In 1905, the State Civil Service Law was passed and the Civil Service Commission was created. Initially, the State Civil Service Law applied only to welfare institutions, penal institutions and 17 charitable institutions. The Commission's jurisdiction extended to approximately 2,200 employees. The Commission's responsibilities included the testing and appointment of applicants to a wide variety of positions within these institutions. The Commission also conducted investigations and hearings regarding disciplinary matters.
In 1911, the Commission's jurisdiction was extended to the entire state of Illinois and hearings for dismissals became mandatory. In 1917, the Buck Amendment was passed which limited dismissal hearings to cases involving racial, political or religious discrimination. In 1939, the Buck Amendment was repealed and two years later compulsory hearings on discharges were eliminated with hearings only upon the request of the aggrieved employee.
However, problems arose in applying the 1905 State Civil Service Law to a society and government that bore witness to inventions ranging from the tungsten filament light bulb to the hydrogen bomb i.e. rules and standards designed for testing and appointing a wagon maker or seamstress were ineffective for a society and state government that needed qualified electricians and automobile mechanics.
In 1951, the Union League – one of the organizations instrumental in getting the State Civil Service Law adopted in 1905 – led a movement that created the legislative Commission to Study State Government Personnel Administration. Its purpose was to address the shortcomings of the 1905 State Civil Service Law.

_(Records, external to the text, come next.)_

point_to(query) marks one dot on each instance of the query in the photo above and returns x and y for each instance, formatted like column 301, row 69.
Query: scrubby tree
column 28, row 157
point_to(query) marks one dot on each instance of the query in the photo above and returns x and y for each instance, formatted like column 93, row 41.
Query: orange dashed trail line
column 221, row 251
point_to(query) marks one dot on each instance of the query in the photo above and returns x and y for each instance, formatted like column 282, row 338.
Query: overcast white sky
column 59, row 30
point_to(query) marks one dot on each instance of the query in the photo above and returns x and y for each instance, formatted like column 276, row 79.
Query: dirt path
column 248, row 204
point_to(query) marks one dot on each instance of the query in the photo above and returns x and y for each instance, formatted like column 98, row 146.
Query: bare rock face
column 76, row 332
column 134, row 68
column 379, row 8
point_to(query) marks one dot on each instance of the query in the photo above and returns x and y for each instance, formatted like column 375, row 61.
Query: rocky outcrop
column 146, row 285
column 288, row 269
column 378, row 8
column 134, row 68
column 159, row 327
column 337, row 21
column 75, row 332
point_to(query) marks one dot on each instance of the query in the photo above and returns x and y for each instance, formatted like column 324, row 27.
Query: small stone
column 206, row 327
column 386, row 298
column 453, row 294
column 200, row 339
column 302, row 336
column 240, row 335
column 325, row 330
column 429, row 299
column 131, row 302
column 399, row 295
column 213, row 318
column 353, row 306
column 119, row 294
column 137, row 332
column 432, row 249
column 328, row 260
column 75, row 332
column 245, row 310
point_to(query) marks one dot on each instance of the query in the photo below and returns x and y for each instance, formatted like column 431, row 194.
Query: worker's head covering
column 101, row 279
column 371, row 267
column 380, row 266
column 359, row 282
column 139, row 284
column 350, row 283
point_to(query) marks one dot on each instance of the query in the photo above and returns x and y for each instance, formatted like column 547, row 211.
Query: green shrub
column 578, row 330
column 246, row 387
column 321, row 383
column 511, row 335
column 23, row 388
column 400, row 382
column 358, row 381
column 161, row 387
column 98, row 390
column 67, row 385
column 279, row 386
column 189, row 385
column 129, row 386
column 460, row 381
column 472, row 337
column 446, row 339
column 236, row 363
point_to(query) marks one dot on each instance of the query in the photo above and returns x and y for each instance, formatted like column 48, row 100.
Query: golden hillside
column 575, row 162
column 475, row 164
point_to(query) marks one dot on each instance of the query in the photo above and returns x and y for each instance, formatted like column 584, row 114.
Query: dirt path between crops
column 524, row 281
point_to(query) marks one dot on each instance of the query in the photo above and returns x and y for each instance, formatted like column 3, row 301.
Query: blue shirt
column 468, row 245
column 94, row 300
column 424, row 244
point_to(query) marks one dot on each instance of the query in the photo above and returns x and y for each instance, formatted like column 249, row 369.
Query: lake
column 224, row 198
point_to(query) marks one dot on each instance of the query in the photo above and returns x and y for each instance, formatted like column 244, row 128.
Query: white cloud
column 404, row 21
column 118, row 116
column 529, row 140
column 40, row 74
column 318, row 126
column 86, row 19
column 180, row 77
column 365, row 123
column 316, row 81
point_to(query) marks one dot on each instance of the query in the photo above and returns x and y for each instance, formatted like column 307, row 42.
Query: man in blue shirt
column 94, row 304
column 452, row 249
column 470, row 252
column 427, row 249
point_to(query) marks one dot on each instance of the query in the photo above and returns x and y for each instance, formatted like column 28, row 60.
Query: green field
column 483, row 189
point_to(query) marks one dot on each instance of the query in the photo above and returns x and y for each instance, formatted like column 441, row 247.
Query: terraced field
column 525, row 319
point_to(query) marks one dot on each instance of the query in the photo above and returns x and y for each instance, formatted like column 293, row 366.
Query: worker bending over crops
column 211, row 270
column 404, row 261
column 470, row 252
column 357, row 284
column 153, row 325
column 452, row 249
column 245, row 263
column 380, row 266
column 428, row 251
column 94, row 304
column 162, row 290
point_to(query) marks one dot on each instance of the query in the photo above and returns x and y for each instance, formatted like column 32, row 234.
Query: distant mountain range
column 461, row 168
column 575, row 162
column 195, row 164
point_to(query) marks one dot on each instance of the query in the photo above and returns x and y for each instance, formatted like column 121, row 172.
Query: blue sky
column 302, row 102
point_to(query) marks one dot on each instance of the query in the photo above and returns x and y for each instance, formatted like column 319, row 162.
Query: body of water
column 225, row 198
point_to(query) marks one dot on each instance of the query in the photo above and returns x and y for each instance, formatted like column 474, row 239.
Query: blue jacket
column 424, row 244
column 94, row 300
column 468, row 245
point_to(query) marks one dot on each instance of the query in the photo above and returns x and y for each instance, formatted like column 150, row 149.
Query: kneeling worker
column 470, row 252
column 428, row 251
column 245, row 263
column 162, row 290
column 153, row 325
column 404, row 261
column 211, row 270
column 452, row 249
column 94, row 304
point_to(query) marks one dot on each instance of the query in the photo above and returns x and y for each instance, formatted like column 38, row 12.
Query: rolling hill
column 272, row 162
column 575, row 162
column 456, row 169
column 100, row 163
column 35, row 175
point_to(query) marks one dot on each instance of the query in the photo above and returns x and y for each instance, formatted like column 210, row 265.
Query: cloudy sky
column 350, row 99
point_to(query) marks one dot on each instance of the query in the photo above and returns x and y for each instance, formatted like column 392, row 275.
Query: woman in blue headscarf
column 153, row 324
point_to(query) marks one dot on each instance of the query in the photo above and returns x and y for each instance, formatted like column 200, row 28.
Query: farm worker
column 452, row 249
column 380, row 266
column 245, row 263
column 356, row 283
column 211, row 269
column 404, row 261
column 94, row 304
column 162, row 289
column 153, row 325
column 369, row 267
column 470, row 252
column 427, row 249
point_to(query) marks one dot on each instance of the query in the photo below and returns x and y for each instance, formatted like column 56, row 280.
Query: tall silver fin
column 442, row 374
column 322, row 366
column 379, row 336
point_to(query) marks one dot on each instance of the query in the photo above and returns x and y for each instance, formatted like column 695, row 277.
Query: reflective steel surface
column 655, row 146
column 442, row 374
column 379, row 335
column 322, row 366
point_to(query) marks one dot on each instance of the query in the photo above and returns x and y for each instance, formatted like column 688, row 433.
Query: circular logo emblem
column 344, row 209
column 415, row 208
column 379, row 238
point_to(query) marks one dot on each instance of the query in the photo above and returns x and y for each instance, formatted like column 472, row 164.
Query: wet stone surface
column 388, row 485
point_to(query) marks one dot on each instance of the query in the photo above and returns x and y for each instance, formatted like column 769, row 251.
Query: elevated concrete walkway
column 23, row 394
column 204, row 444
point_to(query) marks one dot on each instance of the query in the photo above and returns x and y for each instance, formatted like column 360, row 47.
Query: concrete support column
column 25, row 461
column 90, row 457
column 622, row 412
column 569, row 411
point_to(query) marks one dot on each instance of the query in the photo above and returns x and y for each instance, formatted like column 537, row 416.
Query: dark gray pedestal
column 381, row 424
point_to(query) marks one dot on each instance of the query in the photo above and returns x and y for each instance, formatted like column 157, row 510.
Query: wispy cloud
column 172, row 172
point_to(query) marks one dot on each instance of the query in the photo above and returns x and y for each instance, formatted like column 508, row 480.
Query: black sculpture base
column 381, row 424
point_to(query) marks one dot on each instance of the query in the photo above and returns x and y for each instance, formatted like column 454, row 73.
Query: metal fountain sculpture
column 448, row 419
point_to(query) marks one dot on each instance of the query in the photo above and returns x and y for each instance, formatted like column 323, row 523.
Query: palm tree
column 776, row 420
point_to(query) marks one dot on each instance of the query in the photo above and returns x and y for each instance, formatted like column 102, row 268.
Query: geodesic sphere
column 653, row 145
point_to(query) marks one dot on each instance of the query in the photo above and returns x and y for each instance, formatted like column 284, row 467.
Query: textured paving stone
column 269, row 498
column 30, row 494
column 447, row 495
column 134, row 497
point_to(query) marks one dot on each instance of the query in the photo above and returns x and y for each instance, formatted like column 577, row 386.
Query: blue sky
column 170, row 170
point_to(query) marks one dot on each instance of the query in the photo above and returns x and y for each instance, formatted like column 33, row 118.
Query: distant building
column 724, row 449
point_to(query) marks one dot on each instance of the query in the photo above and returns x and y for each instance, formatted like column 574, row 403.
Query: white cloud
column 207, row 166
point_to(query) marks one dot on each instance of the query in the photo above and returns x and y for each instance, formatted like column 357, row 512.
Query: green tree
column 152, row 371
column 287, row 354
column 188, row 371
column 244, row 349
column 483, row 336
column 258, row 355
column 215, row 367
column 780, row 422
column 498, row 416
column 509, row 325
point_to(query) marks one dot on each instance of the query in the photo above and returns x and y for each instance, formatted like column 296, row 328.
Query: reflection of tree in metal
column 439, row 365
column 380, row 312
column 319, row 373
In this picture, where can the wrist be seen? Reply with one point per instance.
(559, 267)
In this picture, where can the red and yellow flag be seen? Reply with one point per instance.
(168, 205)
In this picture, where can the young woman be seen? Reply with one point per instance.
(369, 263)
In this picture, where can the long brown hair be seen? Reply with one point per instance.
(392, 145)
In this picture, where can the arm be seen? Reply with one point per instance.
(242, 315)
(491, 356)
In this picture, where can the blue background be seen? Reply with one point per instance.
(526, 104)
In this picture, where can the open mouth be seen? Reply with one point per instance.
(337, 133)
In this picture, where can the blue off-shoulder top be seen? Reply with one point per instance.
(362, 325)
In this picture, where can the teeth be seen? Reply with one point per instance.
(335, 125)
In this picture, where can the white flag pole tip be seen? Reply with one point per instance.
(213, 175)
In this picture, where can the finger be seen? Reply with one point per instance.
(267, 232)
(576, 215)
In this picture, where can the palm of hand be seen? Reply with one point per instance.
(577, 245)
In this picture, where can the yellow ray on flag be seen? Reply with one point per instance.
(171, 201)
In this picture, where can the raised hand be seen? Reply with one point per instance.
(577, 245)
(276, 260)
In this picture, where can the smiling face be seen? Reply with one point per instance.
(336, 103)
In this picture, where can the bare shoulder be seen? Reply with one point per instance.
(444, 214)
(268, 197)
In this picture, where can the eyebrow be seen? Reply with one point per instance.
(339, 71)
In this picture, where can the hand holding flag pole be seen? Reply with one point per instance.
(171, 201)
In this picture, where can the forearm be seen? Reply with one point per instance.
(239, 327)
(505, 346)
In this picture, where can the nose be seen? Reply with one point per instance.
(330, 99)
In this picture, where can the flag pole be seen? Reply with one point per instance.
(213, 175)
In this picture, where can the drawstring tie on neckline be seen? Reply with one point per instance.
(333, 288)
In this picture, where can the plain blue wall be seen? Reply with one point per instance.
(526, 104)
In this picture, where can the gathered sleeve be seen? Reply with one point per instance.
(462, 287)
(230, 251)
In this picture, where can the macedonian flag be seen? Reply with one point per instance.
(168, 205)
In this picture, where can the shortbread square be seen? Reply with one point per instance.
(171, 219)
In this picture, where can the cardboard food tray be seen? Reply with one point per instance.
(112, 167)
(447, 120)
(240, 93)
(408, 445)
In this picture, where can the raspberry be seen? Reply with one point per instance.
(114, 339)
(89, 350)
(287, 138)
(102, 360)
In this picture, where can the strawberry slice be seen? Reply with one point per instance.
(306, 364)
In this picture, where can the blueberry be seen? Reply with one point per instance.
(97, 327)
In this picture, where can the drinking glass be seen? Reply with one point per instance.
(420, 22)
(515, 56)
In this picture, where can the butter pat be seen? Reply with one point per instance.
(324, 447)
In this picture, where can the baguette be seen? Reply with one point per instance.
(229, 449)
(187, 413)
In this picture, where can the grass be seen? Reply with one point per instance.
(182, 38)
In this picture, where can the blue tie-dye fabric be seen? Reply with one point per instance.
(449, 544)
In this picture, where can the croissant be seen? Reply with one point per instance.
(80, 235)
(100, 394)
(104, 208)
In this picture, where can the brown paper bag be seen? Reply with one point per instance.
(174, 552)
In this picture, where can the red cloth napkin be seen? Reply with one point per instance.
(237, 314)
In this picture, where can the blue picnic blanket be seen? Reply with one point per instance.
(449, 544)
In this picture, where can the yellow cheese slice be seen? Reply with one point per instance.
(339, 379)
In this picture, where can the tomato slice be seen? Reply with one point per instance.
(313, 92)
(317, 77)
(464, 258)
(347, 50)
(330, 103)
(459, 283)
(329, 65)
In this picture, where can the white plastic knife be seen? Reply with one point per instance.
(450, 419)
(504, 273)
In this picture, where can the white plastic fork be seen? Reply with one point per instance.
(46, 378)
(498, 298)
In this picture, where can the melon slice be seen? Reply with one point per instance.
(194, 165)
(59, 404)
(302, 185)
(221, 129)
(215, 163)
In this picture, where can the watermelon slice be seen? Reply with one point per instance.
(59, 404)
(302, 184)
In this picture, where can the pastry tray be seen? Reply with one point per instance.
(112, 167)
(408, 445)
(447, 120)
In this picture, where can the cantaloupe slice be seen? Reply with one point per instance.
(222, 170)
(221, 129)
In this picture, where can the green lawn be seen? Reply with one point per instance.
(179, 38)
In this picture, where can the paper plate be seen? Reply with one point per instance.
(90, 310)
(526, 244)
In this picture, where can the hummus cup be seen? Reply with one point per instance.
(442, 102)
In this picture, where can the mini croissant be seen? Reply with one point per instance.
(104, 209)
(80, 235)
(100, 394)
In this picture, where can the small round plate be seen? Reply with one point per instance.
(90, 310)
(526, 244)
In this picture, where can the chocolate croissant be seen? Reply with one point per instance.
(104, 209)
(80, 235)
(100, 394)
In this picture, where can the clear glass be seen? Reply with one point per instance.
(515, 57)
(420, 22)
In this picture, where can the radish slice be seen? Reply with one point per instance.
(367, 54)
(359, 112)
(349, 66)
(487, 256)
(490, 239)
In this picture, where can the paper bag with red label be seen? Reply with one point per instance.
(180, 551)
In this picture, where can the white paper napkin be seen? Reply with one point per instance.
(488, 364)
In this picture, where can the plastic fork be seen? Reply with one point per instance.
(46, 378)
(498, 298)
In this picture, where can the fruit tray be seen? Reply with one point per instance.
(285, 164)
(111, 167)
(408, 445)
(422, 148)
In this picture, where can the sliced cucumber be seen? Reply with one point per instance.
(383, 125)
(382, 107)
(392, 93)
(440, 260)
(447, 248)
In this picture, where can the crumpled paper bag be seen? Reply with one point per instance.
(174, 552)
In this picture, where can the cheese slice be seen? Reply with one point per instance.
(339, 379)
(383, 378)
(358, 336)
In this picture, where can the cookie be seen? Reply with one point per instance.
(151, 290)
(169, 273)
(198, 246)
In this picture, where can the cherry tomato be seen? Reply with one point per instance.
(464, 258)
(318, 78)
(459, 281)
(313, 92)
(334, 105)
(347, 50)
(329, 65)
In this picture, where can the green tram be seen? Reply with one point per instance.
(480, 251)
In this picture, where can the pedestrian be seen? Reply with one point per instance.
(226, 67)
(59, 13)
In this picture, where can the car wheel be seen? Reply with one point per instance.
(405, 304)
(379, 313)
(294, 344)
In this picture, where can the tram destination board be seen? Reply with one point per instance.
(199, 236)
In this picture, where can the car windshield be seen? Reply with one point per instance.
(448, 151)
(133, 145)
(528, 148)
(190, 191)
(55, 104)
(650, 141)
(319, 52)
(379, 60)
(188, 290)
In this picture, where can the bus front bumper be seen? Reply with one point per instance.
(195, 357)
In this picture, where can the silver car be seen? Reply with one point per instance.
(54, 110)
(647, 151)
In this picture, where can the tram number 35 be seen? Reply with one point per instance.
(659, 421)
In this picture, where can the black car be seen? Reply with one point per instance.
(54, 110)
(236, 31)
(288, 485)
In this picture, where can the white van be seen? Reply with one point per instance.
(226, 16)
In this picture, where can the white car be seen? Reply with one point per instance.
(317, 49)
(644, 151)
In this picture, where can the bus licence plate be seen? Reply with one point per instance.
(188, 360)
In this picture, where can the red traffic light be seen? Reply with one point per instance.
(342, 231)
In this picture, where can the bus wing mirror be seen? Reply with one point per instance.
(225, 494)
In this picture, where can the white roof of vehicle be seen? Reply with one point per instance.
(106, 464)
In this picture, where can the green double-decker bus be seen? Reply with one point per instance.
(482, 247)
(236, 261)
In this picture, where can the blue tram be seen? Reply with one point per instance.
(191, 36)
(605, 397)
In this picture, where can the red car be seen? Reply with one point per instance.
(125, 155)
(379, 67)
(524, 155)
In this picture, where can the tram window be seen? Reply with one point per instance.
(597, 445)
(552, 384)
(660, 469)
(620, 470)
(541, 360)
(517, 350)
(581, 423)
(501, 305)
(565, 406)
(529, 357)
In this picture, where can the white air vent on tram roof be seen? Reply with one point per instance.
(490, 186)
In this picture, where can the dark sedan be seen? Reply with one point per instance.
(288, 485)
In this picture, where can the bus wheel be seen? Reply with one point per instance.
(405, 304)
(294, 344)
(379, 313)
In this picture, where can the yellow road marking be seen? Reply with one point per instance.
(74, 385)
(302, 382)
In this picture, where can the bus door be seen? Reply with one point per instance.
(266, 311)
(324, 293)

After extensive research and analysis, the Commission to Study State Government Personnel Administration proposed the Illinois Personnel Code and the creation of a Department of Personnel under the executive branch. At the time, this proposal was ambitious, innovative and would give the State of Illinois a thoroughly modern system well in advance of the personnel systems of other states. Through labor force analysis, position classification, wage/rate studies and other techniques, this system would create: uniform working conditions, uniform starting salaries, uniform salary increases, the faster filling of vacancies, the ability to create and/or fill positions necessary to keep pace with rapidly changing technologies, a more reasonable and equitable distribution of work load, and allow for the recognition of the accomplishments of the State's workers.
In 1955, Governor William Stratton signed the legislation and, in 1957, the Illinois Personnel Code took effect.
This legislation had a profound affect on the role of the Civil Service Commission. No longer would the Commission be the central personnel agency responsible for examining and appointing applicants to positions within state government. Rather, after the Personnel Code took effect, the Commission became responsible for approving or disapproving certain policies of the Director of Personnel (later known as the Director of Central Management Services), hearing employee appeals, and directing compliance with the Personnel Code and Rules in the event of a violation.
In essence, the Commission became a “watchdog” for state government and, to this day, this responsibility has not changed. Tested for over 50 years since the passage of the Illinois Personnel Code, the independent, bipartisan Civil Service Commission, supported by a dedicated staff, has remained steadfast in its role: to ensure that the employees and citizens of the State of Illinois are afforded the rights and protections set forth in the Personnel Code and the Personnel Rules.